Said Goff, "…most projects aren’t going to be in the U.S. They’re going to be in your developing countries in Asia and in Africa, so you’re going to see China, India, Indonesia. To do that you have to be really cheap. You have to be at cost parity if not better than cost parity with conventional generation."

The CO2 angle is very unique. NET Power’s plant produces a high-pressure, high-quality CO2 byproduct that is pipeline-ready. This CO2 can be sequestered or used in industrial processes, such as enhanced oil recovery. EOR is a decades-old process that uses CO2 to extract significantly more oil from old oilfields while permanently storing CO2 underground. In the United States alone, 85 billion barrels of oil are recoverable using EOR.

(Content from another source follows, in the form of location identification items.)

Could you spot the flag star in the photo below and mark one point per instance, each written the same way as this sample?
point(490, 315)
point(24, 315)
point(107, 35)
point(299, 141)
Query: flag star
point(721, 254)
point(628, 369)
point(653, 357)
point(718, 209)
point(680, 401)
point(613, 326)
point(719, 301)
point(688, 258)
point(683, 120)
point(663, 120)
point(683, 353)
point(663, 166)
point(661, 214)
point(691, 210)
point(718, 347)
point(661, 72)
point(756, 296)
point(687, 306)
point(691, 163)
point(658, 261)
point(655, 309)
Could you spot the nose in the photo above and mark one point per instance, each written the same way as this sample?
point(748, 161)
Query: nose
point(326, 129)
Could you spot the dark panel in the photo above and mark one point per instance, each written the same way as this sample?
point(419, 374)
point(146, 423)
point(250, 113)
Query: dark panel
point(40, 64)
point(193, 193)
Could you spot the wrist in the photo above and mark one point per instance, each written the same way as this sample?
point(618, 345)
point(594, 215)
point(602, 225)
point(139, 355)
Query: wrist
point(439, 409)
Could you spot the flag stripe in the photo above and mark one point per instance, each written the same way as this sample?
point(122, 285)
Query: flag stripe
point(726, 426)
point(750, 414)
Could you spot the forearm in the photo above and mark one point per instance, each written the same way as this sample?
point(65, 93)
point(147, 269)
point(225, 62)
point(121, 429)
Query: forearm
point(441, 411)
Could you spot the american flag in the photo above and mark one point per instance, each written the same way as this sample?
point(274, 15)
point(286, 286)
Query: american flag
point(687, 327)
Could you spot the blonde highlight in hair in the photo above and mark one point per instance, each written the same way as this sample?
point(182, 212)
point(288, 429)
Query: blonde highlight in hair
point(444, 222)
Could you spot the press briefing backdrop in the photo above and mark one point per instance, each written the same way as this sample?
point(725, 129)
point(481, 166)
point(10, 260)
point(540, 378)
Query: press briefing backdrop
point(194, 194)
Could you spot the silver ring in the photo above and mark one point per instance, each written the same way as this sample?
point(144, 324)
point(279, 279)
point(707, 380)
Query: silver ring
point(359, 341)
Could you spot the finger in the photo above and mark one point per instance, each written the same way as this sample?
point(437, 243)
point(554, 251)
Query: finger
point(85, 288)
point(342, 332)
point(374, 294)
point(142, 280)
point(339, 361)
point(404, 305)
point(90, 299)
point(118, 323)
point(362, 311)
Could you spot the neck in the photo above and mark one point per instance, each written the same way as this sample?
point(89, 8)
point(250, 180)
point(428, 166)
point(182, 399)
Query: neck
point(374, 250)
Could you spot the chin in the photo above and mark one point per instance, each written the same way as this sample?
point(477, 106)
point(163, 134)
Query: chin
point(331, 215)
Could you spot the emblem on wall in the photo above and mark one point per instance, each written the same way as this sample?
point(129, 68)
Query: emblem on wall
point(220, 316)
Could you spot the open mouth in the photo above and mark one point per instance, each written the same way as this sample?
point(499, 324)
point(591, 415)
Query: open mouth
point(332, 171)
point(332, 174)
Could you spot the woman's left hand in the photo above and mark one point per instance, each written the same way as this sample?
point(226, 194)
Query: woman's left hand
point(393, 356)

Most industrial CO2 capture technologies cannot produce cost-effective, EOR-ready CO2, despite the fact that the industry is tremendously CO2-starved. NET Power will have both the capacity and economics to enable the EOR industry to unlock this vast resource while simultaneously sequestering CO2 from thousands of power plants below ground.

And it is the sequestering of CO2 that is probably the most difficult part of this process. Yes, we can use CO2 now, but if we go to these net zero plants in a big way, we don't have enough industrial need for all the CO2 from generating trillions of kWhs every year.

So it will have to be injected underground, and so far that hasn’t been successful in any big way without some side effects, like earthquakes. But that is a geoengineering need we can address.

The cost of electricity generated by Net Power is even more interesting. The plant doesn’t just sell power like most plants, it also sells the CO2 and other cycle by-products including nitrogen and argon.

These sales bring the cost of electricity from NET Power's plant down to 1.9¢ per kilowatt hour, Goff said, compared to 4.2¢ for a traditional combined cycle natural gas plant, making this the cheapest source of electricity, and with no carbon emissions.

If the plant in La Porte performs as expected, and as it has so far, this is a real game changer for natural gas. Since the United States is sitting on more natural gas than any country in the world, and it’s getting cheaper to get it out of the ground, this is no small game to change.